Autoencoder Asset Pricing Models
Gu, Kelly, and Xiu
Motivation
- The IPCA model (a latent factor conditional asset pricing model) is powerful.
- However, it assumes the factor exposures are a linear function of the covariates.
- Existing literature suggests their relationship might be nonlinear.
Objective
- Create a nonlinear version of IPCA using autoencoders
Results
- Reduces out-of-sample pricing errors (predictive \(R^2\))
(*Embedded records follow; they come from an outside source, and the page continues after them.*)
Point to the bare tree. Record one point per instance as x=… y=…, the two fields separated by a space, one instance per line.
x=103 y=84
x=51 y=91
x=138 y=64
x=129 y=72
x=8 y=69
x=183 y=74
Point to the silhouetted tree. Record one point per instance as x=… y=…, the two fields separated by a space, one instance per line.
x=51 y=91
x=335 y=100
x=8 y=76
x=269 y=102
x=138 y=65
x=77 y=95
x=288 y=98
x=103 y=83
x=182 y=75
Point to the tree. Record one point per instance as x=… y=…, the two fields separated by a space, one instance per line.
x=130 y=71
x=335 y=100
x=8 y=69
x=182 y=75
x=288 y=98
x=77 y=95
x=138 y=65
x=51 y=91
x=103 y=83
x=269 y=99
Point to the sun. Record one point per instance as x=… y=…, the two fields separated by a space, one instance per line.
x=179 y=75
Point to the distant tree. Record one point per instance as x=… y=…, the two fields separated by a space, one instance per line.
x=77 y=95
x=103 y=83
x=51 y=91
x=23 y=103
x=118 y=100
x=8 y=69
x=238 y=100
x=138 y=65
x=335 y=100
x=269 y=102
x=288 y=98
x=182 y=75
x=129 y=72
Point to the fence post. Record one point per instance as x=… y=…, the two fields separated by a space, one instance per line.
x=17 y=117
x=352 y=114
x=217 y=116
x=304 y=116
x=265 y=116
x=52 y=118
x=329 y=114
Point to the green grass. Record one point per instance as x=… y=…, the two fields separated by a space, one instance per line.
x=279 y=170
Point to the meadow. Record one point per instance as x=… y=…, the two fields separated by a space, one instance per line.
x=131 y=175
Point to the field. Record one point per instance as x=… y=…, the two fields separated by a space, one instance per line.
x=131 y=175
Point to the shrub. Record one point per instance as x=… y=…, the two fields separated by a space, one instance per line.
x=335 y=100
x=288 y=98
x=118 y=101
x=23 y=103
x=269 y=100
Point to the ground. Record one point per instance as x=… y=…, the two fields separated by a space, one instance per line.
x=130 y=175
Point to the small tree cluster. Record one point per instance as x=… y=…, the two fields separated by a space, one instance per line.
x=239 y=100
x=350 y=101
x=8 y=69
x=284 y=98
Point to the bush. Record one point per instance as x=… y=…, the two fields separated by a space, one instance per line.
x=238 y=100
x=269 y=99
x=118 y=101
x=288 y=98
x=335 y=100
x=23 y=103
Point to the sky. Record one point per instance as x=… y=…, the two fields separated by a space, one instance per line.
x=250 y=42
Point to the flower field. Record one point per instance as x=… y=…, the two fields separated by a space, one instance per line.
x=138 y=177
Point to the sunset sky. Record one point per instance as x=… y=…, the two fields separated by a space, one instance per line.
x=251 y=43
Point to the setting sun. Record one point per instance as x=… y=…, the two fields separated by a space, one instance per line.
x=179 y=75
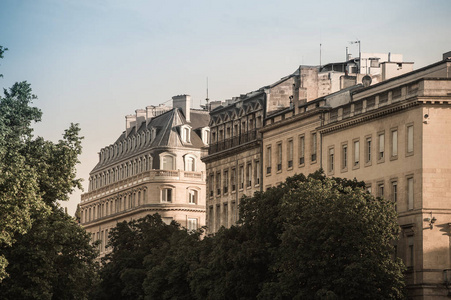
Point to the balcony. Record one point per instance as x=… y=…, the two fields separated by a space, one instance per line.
x=143 y=177
x=233 y=142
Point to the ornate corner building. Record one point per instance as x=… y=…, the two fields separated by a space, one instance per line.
x=394 y=135
x=153 y=167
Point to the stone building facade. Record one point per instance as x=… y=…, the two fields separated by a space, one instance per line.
x=395 y=136
x=233 y=163
x=153 y=167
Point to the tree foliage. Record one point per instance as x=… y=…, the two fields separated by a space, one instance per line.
x=44 y=254
x=145 y=250
x=53 y=260
x=309 y=238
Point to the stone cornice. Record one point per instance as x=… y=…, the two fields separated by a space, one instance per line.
x=143 y=208
x=292 y=119
x=232 y=151
x=367 y=116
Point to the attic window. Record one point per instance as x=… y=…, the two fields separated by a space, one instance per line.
x=153 y=134
x=186 y=134
x=206 y=136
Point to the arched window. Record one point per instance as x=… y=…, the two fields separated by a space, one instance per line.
x=166 y=194
x=190 y=163
x=168 y=162
x=186 y=133
x=192 y=196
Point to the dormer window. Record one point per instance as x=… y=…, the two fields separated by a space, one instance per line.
x=186 y=133
x=190 y=163
x=153 y=134
x=167 y=162
x=205 y=132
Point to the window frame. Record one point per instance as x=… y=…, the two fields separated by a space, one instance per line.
x=356 y=153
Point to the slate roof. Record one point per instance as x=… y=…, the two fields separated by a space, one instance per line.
x=168 y=133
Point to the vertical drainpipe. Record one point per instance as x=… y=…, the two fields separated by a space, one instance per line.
x=321 y=141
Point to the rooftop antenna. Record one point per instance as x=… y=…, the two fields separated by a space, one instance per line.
x=320 y=56
x=207 y=99
x=357 y=41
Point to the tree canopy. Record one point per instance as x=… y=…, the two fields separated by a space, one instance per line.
x=309 y=238
x=44 y=254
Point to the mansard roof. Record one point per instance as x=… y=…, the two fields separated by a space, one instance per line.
x=168 y=133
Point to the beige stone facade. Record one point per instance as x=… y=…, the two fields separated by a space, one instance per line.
x=154 y=167
x=396 y=137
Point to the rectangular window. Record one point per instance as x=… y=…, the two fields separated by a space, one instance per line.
x=257 y=172
x=218 y=183
x=290 y=154
x=356 y=153
x=210 y=217
x=210 y=185
x=314 y=146
x=226 y=215
x=226 y=181
x=301 y=150
x=394 y=193
x=218 y=217
x=166 y=195
x=331 y=159
x=381 y=146
x=268 y=160
x=233 y=212
x=368 y=151
x=241 y=177
x=249 y=174
x=394 y=143
x=410 y=139
x=410 y=252
x=410 y=193
x=279 y=157
x=192 y=224
x=192 y=197
x=167 y=220
x=344 y=155
x=380 y=190
x=233 y=179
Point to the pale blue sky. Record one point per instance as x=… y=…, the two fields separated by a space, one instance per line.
x=93 y=62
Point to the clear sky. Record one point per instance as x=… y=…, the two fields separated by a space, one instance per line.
x=94 y=61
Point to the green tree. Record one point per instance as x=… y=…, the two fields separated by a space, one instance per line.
x=53 y=260
x=20 y=196
x=168 y=268
x=336 y=243
x=133 y=245
x=49 y=255
x=2 y=50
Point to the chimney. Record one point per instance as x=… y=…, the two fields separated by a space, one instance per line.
x=183 y=102
x=140 y=117
x=150 y=113
x=130 y=121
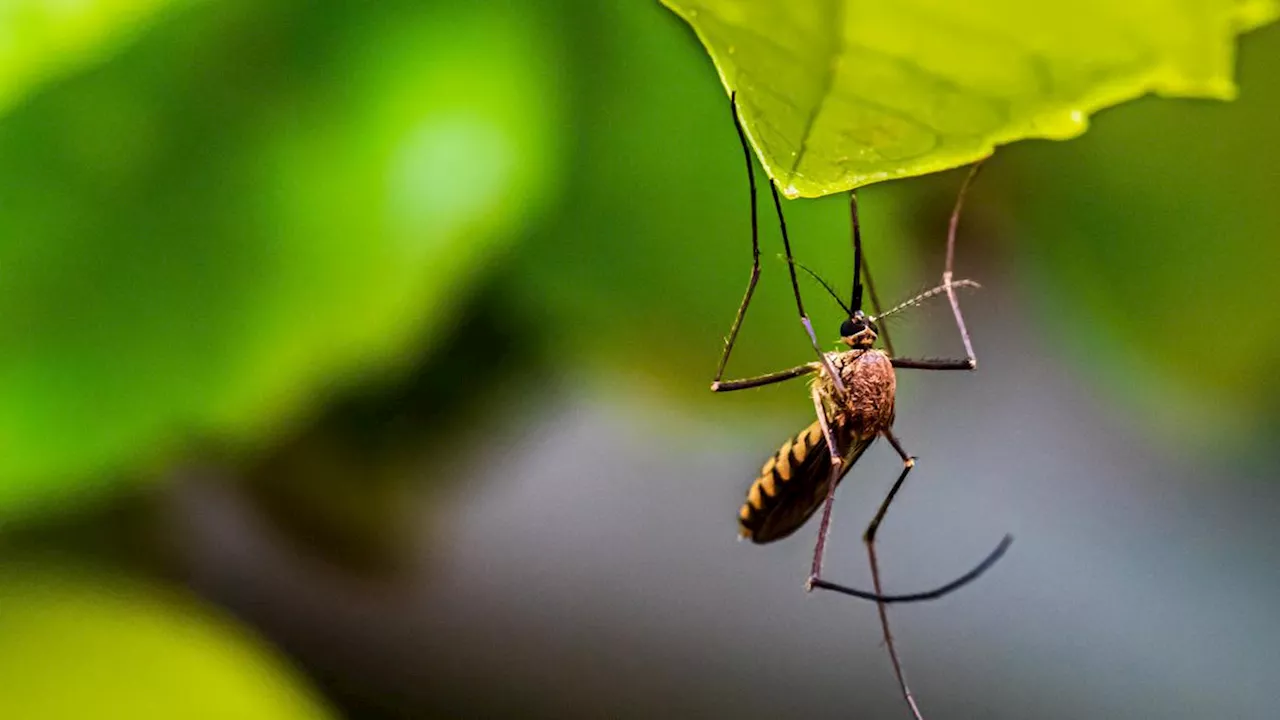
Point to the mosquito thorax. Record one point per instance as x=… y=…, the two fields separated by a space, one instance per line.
x=858 y=331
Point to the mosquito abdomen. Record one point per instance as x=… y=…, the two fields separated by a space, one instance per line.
x=773 y=488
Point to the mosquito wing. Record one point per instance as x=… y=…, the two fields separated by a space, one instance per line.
x=794 y=482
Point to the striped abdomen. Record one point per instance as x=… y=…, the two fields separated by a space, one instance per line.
x=794 y=482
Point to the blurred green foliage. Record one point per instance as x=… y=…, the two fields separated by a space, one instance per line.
x=82 y=645
x=341 y=238
x=241 y=206
x=1153 y=247
x=41 y=40
x=839 y=94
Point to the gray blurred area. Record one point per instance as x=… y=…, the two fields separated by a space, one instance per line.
x=586 y=564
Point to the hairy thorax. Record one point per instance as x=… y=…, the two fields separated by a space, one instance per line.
x=869 y=384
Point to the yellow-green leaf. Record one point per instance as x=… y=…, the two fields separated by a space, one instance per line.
x=85 y=645
x=839 y=94
x=44 y=39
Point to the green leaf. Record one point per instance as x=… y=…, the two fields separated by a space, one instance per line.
x=641 y=283
x=82 y=645
x=206 y=233
x=1152 y=246
x=840 y=94
x=41 y=40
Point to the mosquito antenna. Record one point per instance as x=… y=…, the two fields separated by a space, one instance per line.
x=826 y=286
x=856 y=299
x=876 y=306
x=923 y=296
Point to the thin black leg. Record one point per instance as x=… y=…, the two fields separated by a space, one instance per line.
x=768 y=378
x=947 y=269
x=819 y=550
x=935 y=363
x=755 y=250
x=869 y=538
x=795 y=287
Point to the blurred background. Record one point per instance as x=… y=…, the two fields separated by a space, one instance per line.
x=355 y=363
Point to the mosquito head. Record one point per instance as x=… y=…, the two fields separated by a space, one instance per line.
x=858 y=331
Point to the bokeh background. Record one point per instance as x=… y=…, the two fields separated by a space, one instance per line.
x=353 y=363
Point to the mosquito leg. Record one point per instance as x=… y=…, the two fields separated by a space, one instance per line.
x=769 y=378
x=869 y=538
x=947 y=269
x=755 y=249
x=837 y=465
x=795 y=288
x=936 y=363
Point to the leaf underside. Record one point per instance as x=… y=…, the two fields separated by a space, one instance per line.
x=840 y=94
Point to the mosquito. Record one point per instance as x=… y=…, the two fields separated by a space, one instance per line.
x=853 y=393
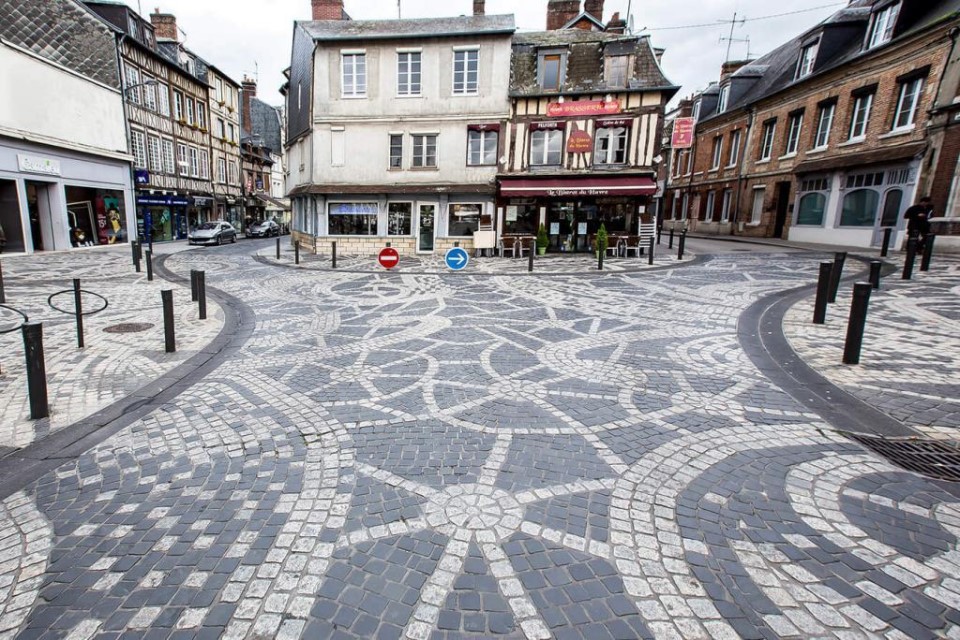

- Imposes economic restriction of no-arbitrage (no intercept)
Background
A model of returns
\[r_{i,t+1}=\alpha_{i,t}+\beta'_{i,t}f_{t+1}+\epsilon_{i,t+1}\]
- \(r_{i,t+1}\): return for stock \(i\) at time \(t+1\)
- \(f_{t+1}\): systemic risk factors at time \(t+1\)
- \(\beta'_{i,t}\): exposure of stock \(i\) at \(t+1\) to systemic risk factors
- \(\alpha_{i,t}\): intercept term (perhaps set to 0)
- \(\epsilon_{i,t+1}\): error
A model of returns
\[r_{i,t+1}=\alpha_{i,t}+\beta'_{i,t}f_{t+1}+\epsilon_{i,t+1}\]
-
\(f_{t+1}\): systemic risk factors at time \(t+1\)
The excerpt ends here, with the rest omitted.